This is the penultimate project before….the Final Project!, signifying the end of our bootcamp journey. It’s crazy to think that the finish line is so near, it seems like just yesterday we were stumbling through the starting blocks of this marathon called Data Science. Nevertheless, this is NYC, and the show must go on…
For this project, we applied unsupervised machine learning and natural language processing. We were also introduced to collecting data with API’s and NoSQL databases and were encouraged to employ them for this effort. With that in mind, I decided to focus on collecting Twitter data relating to the European Union (EU). Given the current turmoil in Europe regarding the Syrian refugee crisis, the upcoming UK referendum on leaving the EU, and the fact that I have family in Europe, I wanted to examine what the “Twitter-verse” was saying regarding the EU. The basic premise was: assume you were a consultant for a U.S. client who was looking to expand operations into Europe. While the financial data looked promising, your task was to examine the geo-political situation and provide a recommendation.
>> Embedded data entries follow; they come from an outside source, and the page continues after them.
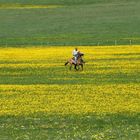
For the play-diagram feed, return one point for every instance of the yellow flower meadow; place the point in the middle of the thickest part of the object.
(34, 80)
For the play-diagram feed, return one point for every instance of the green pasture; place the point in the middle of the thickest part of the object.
(81, 22)
(41, 99)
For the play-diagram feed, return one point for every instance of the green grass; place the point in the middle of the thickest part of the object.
(41, 99)
(97, 23)
(83, 127)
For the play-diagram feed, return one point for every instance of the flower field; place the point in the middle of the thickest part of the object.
(42, 99)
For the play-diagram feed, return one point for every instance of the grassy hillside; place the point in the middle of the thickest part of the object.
(75, 23)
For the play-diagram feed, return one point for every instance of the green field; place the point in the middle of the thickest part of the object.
(41, 99)
(82, 22)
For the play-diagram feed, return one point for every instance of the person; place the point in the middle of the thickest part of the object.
(75, 54)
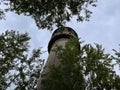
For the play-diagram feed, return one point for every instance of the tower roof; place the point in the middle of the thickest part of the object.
(65, 32)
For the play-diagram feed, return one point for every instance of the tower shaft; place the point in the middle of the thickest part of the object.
(59, 38)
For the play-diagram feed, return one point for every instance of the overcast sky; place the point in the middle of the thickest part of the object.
(103, 27)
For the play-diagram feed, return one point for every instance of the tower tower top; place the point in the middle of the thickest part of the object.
(65, 32)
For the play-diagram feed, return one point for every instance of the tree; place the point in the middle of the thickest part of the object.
(49, 13)
(17, 67)
(86, 68)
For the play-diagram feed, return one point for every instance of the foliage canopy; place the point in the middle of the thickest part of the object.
(87, 68)
(49, 13)
(17, 67)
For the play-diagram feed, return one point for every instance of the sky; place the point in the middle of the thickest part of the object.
(103, 27)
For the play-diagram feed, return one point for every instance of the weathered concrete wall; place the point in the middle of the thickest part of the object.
(58, 38)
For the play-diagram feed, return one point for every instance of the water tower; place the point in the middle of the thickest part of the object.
(59, 38)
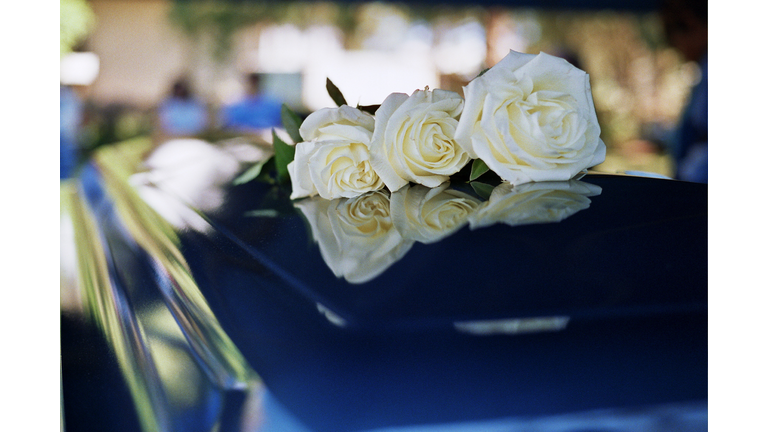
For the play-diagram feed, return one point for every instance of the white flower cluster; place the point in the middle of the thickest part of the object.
(530, 118)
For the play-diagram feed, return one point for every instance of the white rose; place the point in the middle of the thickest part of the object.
(413, 139)
(532, 203)
(334, 160)
(531, 118)
(356, 236)
(427, 214)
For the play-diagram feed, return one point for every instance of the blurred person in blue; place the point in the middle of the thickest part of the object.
(255, 112)
(685, 25)
(181, 114)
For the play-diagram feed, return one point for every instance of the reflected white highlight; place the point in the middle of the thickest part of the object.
(186, 175)
(356, 236)
(513, 326)
(79, 68)
(428, 215)
(532, 203)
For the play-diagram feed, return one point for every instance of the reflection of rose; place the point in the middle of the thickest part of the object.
(413, 138)
(356, 236)
(531, 118)
(533, 203)
(427, 214)
(334, 161)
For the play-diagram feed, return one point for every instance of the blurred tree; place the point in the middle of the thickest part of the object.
(76, 20)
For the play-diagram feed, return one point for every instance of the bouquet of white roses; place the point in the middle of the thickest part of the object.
(529, 118)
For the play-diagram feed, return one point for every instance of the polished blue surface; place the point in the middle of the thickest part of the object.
(596, 322)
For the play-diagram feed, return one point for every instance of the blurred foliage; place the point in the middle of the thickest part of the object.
(76, 20)
(222, 19)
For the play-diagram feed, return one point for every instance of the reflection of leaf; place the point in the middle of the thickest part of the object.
(483, 190)
(283, 156)
(262, 213)
(291, 123)
(478, 168)
(335, 93)
(251, 173)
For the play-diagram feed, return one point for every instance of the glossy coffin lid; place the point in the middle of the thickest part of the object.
(613, 301)
(641, 248)
(605, 310)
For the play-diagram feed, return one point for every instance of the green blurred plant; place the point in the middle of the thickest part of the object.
(76, 20)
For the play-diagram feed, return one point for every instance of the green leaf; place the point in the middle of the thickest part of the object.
(335, 93)
(291, 123)
(483, 190)
(478, 168)
(370, 109)
(284, 154)
(251, 173)
(482, 72)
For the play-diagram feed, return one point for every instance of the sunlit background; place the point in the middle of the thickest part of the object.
(123, 56)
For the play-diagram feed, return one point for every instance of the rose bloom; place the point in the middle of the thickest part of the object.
(531, 118)
(428, 215)
(533, 203)
(356, 236)
(413, 140)
(334, 160)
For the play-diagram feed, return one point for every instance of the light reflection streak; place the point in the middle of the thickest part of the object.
(513, 326)
(158, 238)
(116, 320)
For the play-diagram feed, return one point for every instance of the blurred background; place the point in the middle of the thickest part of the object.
(164, 68)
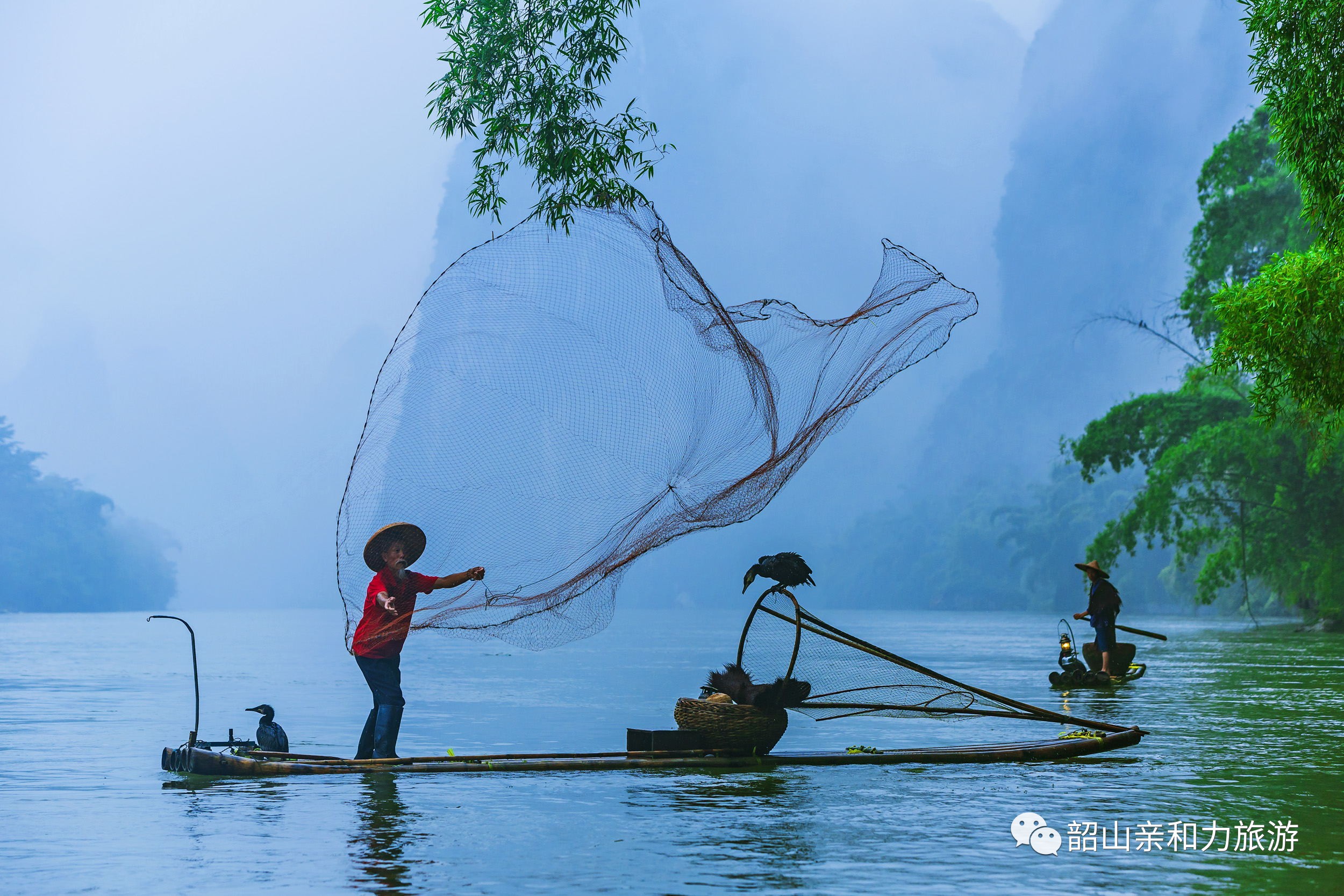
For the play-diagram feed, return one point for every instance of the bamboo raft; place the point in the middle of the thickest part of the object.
(199, 761)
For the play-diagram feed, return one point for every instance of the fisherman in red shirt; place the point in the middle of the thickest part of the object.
(388, 621)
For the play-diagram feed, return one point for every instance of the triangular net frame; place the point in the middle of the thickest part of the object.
(853, 677)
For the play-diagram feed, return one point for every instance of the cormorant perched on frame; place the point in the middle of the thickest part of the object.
(787, 569)
(270, 736)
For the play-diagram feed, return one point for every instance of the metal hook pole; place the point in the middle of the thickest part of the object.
(195, 676)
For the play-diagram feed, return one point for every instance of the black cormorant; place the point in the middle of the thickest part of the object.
(270, 736)
(787, 569)
(777, 695)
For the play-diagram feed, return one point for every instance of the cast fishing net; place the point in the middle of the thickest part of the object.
(848, 676)
(560, 405)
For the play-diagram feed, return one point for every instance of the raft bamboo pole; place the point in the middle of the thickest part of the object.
(226, 766)
(498, 757)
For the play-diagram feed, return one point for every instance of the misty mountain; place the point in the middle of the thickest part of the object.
(63, 548)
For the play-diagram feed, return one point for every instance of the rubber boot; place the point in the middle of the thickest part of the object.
(366, 739)
(385, 733)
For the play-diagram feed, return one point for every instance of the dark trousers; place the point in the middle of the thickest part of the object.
(385, 720)
(385, 679)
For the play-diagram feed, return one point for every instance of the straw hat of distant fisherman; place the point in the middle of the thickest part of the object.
(1090, 564)
(408, 534)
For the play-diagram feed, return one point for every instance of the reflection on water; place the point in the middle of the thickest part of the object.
(754, 828)
(1246, 726)
(385, 830)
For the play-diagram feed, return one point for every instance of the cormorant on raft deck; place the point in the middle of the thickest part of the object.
(734, 682)
(270, 736)
(788, 570)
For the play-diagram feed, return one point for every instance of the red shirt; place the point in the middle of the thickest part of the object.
(381, 634)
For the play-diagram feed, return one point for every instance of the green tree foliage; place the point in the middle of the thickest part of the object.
(522, 78)
(1299, 65)
(1252, 209)
(62, 550)
(1229, 493)
(1225, 491)
(1285, 328)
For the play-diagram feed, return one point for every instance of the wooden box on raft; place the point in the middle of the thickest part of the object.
(1120, 657)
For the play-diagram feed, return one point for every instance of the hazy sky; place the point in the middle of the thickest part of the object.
(218, 217)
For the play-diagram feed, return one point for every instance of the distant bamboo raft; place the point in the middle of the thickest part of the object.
(256, 765)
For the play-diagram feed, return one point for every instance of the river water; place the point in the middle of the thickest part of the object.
(1248, 727)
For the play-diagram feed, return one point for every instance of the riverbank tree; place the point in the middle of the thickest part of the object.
(1241, 494)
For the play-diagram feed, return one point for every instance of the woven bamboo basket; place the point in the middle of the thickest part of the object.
(733, 728)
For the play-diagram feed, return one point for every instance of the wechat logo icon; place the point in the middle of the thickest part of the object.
(1031, 829)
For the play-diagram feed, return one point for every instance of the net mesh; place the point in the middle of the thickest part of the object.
(851, 677)
(558, 405)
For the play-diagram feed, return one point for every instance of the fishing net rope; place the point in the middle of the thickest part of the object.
(847, 676)
(558, 405)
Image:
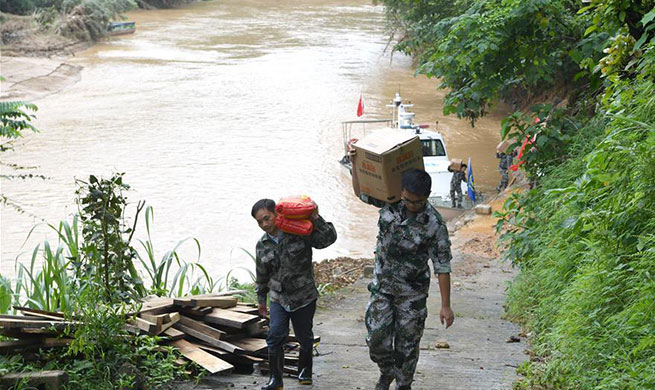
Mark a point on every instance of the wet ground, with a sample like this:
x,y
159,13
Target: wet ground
x,y
479,357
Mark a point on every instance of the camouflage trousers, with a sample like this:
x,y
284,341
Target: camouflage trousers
x,y
503,180
395,326
456,189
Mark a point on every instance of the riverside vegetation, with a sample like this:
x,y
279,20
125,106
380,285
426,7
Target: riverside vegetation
x,y
583,238
80,20
96,273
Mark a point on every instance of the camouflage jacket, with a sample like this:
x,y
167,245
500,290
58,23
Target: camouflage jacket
x,y
285,269
506,160
404,247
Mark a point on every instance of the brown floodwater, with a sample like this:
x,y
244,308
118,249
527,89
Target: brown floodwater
x,y
210,107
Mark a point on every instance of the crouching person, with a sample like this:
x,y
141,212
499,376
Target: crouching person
x,y
285,271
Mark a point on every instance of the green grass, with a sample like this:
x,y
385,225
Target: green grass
x,y
585,243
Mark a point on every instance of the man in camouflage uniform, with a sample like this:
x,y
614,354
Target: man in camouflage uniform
x,y
410,233
456,186
284,269
506,161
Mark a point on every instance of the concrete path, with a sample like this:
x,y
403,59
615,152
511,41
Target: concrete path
x,y
479,357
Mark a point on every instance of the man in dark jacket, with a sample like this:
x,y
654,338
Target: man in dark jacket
x,y
285,271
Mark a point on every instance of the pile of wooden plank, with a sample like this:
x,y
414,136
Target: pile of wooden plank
x,y
213,330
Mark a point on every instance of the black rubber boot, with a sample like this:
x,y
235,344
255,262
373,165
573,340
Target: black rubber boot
x,y
384,382
276,367
305,367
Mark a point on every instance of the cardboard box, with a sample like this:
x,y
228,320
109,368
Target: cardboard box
x,y
456,164
381,158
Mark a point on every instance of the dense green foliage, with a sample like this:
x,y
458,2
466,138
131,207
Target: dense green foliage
x,y
499,49
90,276
584,237
15,119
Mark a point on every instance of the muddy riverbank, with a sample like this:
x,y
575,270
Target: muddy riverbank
x,y
484,349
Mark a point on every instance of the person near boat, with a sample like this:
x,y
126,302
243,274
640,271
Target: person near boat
x,y
284,269
410,232
459,177
506,160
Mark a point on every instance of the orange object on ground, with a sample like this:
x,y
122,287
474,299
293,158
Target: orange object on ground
x,y
526,142
296,207
301,227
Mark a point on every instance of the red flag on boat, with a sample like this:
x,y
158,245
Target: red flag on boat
x,y
360,106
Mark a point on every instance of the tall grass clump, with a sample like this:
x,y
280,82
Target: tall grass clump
x,y
585,243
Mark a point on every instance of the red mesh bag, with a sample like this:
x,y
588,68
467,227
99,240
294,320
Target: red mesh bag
x,y
296,207
301,227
Twitter can be leveraged as a real-time news source, often providing updates on current events before the traditional media. Of course, this assumes you are following accounts that tweet such information, or search relevant hashtags. Hashtags are essentially Twitter’s version of topic modeling (spam notwithstanding). But I went into this project assuming I had none of this information. My goal was to leverage the Streaming API and collect all tweets pertaining to the EU, using just the keywords “European Union and EU”, and then apply K-Means Clustering and Latent Dirichlet Allocation (LDA) to determine relevant topics from all the tweets collected.
I configured a Python script to run remotely on my AWS EC2 instance, using the Tweepy library to access the Streaming API (why be RESTful when you can Stream!). For over 36 hours, tweets were collected and loaded into a MongoDB NoSQL database also hosted on EC2. For analysis, I applied K-Means Clustering and Latent Dirichlet Allocation(LDA) topic modeling to see exactly what all these tweets were saying. I used the Python pyLDAvis library to visualize the topics. For a general perspective of the most frequent words in the tweet corpus, here’s a simple word cloud created in Python:
On a comical side note, this project also boosted my foreign language skills unintentionally. While I set my stream to only collect tweets in English, after noticing a large concentration of tweets from Brazil, I am now aware that “eu” is the Portuguese pronoun “I”. The learning never stops…